Di Blok Wanita Wisma Mawar Berduri Lapas Kelas IIA Bengkalis, para narapidana wanita berkumpul untuk mengikuti kegiatan edukasi yang dipimpin oleh Penyuluh Agama Islam Fungsional dari KUA Kecamatan Bantan. Fokus utama kegiatan ini adalah memberikan pemahaman tentang stunting dan bagaimana mencegahnya dalam keluarga mereka.
Stunting adalah masalah kesehatan yang serius di Indonesia, di mana anak-anak mengalami pertumbuhan fisik yang terhambat akibat masalah gizi dan pola makan yang kurang baik, terutama pada periode seribu hari pertama kehidupan (1.000 HPK) sejak kelahiran.

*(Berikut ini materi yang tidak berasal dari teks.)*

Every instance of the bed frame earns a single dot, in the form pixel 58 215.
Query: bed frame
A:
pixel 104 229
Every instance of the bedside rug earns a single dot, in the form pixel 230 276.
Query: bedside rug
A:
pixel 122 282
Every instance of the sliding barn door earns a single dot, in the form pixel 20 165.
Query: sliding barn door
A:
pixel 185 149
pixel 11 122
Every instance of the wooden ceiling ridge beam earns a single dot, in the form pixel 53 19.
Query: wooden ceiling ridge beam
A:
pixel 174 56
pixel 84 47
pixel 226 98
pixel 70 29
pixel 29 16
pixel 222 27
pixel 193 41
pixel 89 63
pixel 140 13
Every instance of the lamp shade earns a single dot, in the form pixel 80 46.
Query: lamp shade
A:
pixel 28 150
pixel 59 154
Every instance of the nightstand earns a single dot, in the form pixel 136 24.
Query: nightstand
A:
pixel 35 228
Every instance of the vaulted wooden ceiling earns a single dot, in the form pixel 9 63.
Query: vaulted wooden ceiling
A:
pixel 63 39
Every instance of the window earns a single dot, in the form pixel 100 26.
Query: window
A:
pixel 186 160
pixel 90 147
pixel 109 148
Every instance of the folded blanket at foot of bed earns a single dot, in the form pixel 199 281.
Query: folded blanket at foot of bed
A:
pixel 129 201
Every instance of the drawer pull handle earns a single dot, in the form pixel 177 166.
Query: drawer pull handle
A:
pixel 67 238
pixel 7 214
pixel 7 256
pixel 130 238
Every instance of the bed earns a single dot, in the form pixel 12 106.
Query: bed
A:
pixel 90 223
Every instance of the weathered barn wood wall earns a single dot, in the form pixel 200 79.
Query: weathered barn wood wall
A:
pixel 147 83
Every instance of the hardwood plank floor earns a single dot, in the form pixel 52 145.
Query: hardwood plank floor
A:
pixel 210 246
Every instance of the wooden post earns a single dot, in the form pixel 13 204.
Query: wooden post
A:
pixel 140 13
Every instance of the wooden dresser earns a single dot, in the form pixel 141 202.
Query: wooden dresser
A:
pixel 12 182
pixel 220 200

Untuk mengatasi stunting, Eny menyampaikan pentingnya gizi seimbang, nutrisi, perawatan prenatal yang baik, dan pola makan yang benar selama kehamilan dan masa anak-anak.
"Kami ingin memberikan pemahaman yang lebih dalam tentang stunting kepada warga binaan, terutama kepada mereka yang merencanakan untuk menikah dan memiliki anak setelah bebas nanti," kata Eny. "Dengan pemahaman yang baik tentang stunting dan upaya pencegahannya, kita dapat membantu anak-anak tumbuh sehat dan cerdas."
Diharapkan, kegiatan edukasi tentang stunting ini akan terus berlanjut sebagai bagian dari upaya pemberdayaan warga binaan di Lapas Kelas IIA Bengkalis untuk menciptakan masa depan yang lebih baik bagi keluarga mereka, terutama generasi muda yang akan datang.